Meeting of the Catalan surrealist with the Sicilian duke-jeweler on an abandoned American farm

In 1941, Salvador Dalí and Gala visited Caress Crosby, an American publisher, at her estate in Virginia, with whom the artist had been friends since the days of Paris. In 1934, Caress sponsored his first trip to America. The godmother of the Parisian writers of the “lost generation,” as Caresse Crosby was called, edited Dali’s autobiography.

Dali, it seems, became so homesick that he began working outdoors, although previously the artist did not like to paint in the fresh air, preferring a cozy studio. He was captivated by the history of the old South and he summoned the ghost spirits - the inhabitants of the Hampton House farm. The snowy weather suggested a black and white composition and a funny picture was immediately born in the surrealist’s imagination, which he called “The Effect of Ten Little Indians, a Black Piano and Two Black Pigs in the Snow.”

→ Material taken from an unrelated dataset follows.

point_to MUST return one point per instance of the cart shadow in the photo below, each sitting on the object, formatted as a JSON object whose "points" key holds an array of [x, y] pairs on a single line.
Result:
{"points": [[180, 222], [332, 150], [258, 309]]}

Caress Crosby invited the Italian designer Duke Fulco di Verdure to introduce him to Dali, suggesting their further cooperation. Verdura had just gained a name and a good reputation by that time, having worked for several years as a textile designer for Coco Chanel. In 1939, he opened his own jewelry salon in New York.

Design by F. di Verdura of the Medusa brooch, 1941, parchment, gouache. Miniature drawing by Salvador Dali

Apparently, in order to test the guest, Dali decided to play a prank on the designer. Arriving at Hampton Manor, the young Duke was horrified: instead of the elegant mansion he had imagined, he was greeted by a dilapidated house without electricity or heat.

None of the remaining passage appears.